Reporting cites the usual verbiage of manufacturing consent. Jenin — like Dahiya in southern Beirut — is regularly described as a “stronghold", the inference being it is not a city of people — baristas, students, teachers, bankers, artists — but of crazed jihadis.
Palestinians are not taken hostage by the occupying Israeli forces, they are taken "prisoner" — which again suggests their incarceration is legal and justified, despite most of them never being charged with any crime and many of them being children.
The word "camp" elicits images of gang violence, of untamed militias roaming rows of tents, and of animals incarcerated behind barbed wire.
It’s working. Day after day, we see the same words used over and over. Journalists who, one can only assume, entered the profession inspired by a motivation to tell the truth are repeatedly failing in their duty — not even to pick sides, but to simply call things what they really are.
Is it laziness? The application of an erroneous and outdated industry standard?
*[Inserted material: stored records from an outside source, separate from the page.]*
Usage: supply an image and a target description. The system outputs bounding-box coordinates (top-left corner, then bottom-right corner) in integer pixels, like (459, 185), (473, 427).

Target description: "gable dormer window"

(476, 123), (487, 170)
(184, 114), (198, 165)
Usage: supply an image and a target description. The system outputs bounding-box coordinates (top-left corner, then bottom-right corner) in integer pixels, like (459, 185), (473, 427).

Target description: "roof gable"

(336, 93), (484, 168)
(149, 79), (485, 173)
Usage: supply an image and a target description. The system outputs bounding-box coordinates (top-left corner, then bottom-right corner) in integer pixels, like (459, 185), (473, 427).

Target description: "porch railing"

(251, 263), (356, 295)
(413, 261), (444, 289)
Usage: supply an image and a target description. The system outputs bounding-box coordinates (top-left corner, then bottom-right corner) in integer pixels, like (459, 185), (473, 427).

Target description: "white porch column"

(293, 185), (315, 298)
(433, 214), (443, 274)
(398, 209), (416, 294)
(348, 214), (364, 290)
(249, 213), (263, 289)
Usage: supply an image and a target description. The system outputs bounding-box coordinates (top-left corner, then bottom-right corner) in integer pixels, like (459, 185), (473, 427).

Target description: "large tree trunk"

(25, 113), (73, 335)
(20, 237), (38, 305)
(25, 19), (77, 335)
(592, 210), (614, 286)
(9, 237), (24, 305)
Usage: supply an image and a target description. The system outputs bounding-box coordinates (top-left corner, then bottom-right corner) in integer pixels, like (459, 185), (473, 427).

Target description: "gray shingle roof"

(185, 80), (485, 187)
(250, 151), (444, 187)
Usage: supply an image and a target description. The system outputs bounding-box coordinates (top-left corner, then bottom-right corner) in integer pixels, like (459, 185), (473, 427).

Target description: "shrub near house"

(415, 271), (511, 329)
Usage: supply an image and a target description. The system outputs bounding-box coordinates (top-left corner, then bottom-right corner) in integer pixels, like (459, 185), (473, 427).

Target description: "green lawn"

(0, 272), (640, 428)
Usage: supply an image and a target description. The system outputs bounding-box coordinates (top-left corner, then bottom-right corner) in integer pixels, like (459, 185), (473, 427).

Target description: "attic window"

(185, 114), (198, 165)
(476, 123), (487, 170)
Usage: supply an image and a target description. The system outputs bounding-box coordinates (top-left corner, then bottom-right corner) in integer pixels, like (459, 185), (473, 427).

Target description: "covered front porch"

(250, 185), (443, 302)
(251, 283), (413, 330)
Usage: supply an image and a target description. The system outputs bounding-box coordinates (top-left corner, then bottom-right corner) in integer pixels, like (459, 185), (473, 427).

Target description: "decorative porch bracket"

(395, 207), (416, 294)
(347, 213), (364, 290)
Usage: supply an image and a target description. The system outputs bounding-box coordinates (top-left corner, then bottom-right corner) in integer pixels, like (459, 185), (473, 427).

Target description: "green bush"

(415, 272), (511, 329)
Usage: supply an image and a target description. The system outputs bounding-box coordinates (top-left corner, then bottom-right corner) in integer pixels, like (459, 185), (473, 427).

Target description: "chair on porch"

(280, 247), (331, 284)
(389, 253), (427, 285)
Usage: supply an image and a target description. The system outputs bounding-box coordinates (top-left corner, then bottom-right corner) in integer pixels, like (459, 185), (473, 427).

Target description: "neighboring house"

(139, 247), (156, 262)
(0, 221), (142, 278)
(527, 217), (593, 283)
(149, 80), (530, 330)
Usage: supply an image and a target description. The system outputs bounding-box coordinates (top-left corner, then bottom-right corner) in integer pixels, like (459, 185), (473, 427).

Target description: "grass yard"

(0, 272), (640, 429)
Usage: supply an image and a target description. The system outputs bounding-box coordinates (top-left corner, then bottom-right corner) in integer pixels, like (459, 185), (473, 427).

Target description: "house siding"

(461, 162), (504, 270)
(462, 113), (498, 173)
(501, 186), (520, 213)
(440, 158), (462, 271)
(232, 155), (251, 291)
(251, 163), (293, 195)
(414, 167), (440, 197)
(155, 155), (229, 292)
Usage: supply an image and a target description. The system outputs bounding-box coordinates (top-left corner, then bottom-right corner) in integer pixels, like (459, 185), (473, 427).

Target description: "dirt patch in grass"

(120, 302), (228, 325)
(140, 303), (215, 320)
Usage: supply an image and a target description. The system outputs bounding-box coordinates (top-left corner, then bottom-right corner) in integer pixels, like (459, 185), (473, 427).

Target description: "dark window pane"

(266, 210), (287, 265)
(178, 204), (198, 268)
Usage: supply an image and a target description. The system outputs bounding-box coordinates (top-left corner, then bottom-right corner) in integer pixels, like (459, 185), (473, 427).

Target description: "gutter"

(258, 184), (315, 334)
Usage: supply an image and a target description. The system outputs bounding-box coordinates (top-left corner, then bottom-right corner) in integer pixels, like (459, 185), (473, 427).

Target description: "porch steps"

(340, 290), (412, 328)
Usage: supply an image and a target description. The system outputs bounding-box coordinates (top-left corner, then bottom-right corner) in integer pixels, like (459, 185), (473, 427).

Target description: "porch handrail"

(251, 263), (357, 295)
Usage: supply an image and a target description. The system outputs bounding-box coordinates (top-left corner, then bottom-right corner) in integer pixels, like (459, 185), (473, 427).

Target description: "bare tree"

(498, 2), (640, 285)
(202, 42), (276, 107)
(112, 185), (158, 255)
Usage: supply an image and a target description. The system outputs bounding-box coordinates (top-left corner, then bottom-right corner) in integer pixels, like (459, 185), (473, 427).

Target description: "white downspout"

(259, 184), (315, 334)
Or institutional racism?
While much of Western media continues to caveat its comment and reporting with mentions of the “Hamas-run health ministry” in Gaza, and Israeli military “raids” against “terrorists” like eight-year-old Adam al-Ghoul in Jenin, they — We — never once bookend our coverage by acknowledging that Palestinians have a recognised right under international law to resist Israeli occupation under Protocol I of the Geneva Conventions.
That affirmation is not a controversial opinion, but a statement of fact.
Every conversation about Palestine should always have begun there. That they haven’t reflects our own failing as a society. That we can still rectify it — but choose not to — is a stain we will never wipe clean.